British artist (born 1965)

Sarah Pickstone (born 1965) is an English artist. She has won the 2012 John Moores Painting Prize and was awarded the 1991 Rome Scholarship in Painting to study at the British School at Rome.

== Early life ==
Pickstone was born in Manchester in 1965. She studied at University of Newcastle and Royal Academy Schools.

== Career ==
Pickstone was awarded the Rome Scholarship in Painting in 1991, subsequently spending a year at the research centre the British School at Rome.

She won the John Moores Painting Prize in 2012, having been a runner up in 2004. This made her the first female winner of the prize since Lisa Milroy over thirty years earlier. Pickstone's winning painting, Stevie Smith and the Willow, was based on an illustration accompanying Smith's 1957 poem "Not Waving But Drowning". Pickstone said the painting's depiction of a girl bathing under a willow tree "might represent some kind of everywoman - an artist or mother or child", and while the poem is "very dark", she wanted to "make something more joyous out of the poem" with her painting. Judge for the prize, Fiona Banner, said of the work: "It's [...] a painting of one artist reflected through another, a meeting of literary and pictorial minds".

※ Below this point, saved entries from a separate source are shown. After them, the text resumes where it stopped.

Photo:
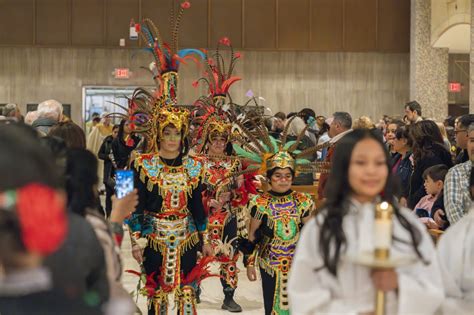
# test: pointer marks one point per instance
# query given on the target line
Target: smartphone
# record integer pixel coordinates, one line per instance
(123, 182)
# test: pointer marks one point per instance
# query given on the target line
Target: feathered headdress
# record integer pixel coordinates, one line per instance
(255, 144)
(213, 113)
(151, 112)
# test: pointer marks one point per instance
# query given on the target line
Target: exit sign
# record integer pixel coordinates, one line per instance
(122, 73)
(455, 87)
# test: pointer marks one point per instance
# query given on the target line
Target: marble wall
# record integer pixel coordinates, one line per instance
(361, 83)
(428, 65)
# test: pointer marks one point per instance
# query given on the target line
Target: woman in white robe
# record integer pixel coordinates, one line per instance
(456, 256)
(324, 280)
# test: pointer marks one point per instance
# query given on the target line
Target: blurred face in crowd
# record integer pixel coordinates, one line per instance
(217, 145)
(278, 124)
(432, 187)
(171, 139)
(281, 180)
(390, 134)
(368, 170)
(335, 128)
(462, 136)
(411, 115)
(470, 145)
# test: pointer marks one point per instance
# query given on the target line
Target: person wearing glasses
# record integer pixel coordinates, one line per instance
(461, 135)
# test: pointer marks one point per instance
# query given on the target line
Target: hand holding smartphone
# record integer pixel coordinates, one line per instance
(123, 182)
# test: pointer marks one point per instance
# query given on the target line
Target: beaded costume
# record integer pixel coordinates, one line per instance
(169, 215)
(282, 218)
(279, 215)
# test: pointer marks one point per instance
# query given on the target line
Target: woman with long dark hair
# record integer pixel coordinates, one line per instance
(428, 150)
(123, 145)
(323, 280)
(170, 214)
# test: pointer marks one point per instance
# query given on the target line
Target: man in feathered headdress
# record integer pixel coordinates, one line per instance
(170, 214)
(220, 168)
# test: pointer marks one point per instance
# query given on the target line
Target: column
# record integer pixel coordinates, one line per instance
(428, 65)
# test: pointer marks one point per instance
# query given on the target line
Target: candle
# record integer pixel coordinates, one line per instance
(383, 230)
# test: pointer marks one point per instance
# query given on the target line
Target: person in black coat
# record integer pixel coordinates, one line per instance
(27, 286)
(105, 154)
(428, 150)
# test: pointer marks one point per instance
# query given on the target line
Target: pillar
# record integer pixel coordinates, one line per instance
(428, 65)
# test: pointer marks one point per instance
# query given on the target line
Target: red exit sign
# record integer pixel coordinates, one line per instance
(455, 87)
(122, 73)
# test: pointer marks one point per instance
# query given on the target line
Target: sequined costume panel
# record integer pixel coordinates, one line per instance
(282, 219)
(222, 222)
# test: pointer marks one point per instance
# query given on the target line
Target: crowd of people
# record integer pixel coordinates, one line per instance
(427, 176)
(222, 182)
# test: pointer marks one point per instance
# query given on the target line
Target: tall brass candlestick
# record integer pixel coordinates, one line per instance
(382, 242)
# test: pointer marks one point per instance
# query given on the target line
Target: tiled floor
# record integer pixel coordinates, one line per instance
(248, 294)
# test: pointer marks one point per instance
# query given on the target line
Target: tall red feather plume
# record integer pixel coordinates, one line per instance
(200, 271)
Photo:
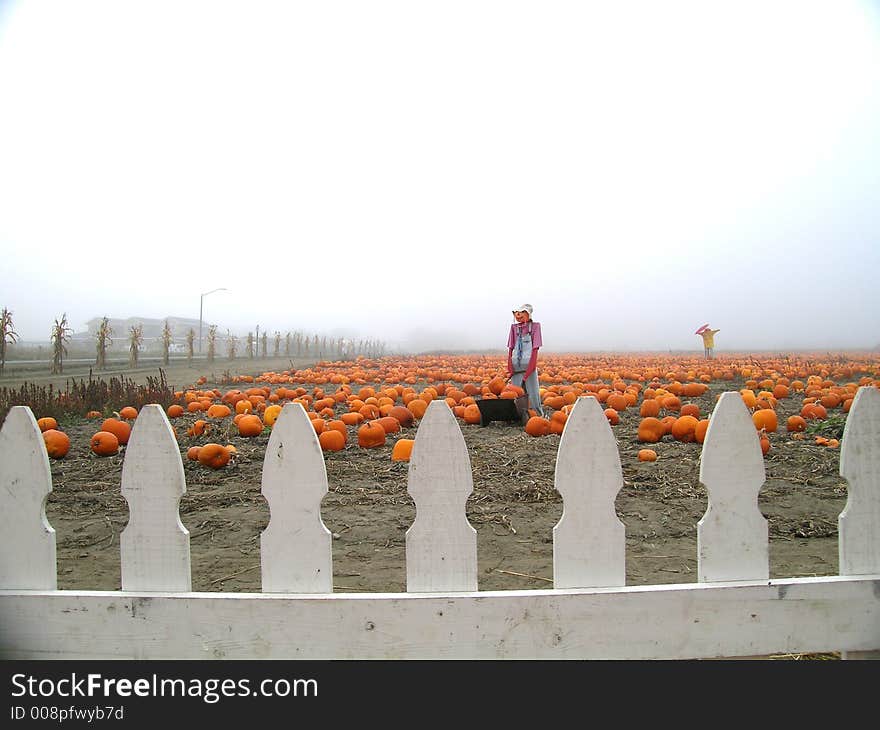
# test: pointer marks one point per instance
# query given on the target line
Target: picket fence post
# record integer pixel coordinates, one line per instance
(858, 525)
(295, 548)
(441, 545)
(27, 557)
(589, 541)
(732, 535)
(154, 546)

Stevie Smith and the Willow is one of a series of Pickstone's works inspired by writing with connections to Regent's Park in London. Pickstone subsequently published an anthology of these paintings and others' writing, Park Notes, with Daunt Books in 2014. It followed a 2013 exhibition at the New Art Centre, The Writers Series. The exhibition referenced an all-female selection of writers including George Eliot, Virginia Woolf, Katherine Mansfield and Sylvia Plath.

In 2015 she exhibited a show, The Rehearsal, at Mercer Gallery in Harrogate. It featured works inspired by Laura Knight's Ready for Rehearsal, a drawing in the Mercer's collection which depicts dancers backstage. That same year, Contemporary Art Society supported the gallery's acquisition of six of Pickstone's paintings of literary women. These were exhibited at the gallery as part of its 2018 Picturing Women show.

2017 saw Pickstone's largest solo exhibition to date, Other Stories at CGP London (now Southwark Park Galleries). It featured paintings from her 2013 exhibition The Writers Series, and new work in response to the gallery's surroundings in Southwark Park, including a nearby rose garden dedicated to Ada Salter, environmentalist and the first female mayor of London.

From September 2018 to August 2019, the Royal Academy hosted Pickstone's exhibition An Allegory of Painting. Pickstone's works in this exhibition paid homage to works by 18th century painter Angelica Kauffman: The Rainbow reinterpreted Kauffman's Colour, with Belvedere a response to Kauffman’s Design.

Pickstone works from a studio at Cubitt in London. She is a senior faculty member at Royal Drawing School.